Sales Forecasting

Konstantin Burkin

Introduction

This project was written in Google Colab, using Python version 3.7.13. This work is available in my Github repository, where it is possible to download Colab Notebook, check the code and reproduce my work.

Assignment

Predicting the number of sales is an important business problem for grocery stores, fast food restaurants, and delivery systems. Predicting the number of orders can not only speed up the delivery process, but also simplify the company's logistics, maintain the quality of products with a short shelf life and increase the business's rating, thereby increasing its competitiveness. Thus, predictive analysis allows business to repeatedly reduce the consumption of resources and operating costs.
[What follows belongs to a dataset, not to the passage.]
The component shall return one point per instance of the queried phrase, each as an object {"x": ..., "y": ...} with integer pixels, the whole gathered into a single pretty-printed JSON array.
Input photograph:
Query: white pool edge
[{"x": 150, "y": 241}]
The goal of this project is to create predictions to evaluate the number of sales in Delivery Club for a week in February. This week was described by "test" dataframe, that contained information about the date, weather conditions, product types, stores, and their locations. The history of the sales for previous 7 months is available in the "train" dataframe. The predictions should be made with any kind of ML model. However, predictions should not exceed 4.1 points of mean absolute error metric. Both dataframes describing Delivery Club sales from 160 stores in 10 russian cities were provided by the supervisor.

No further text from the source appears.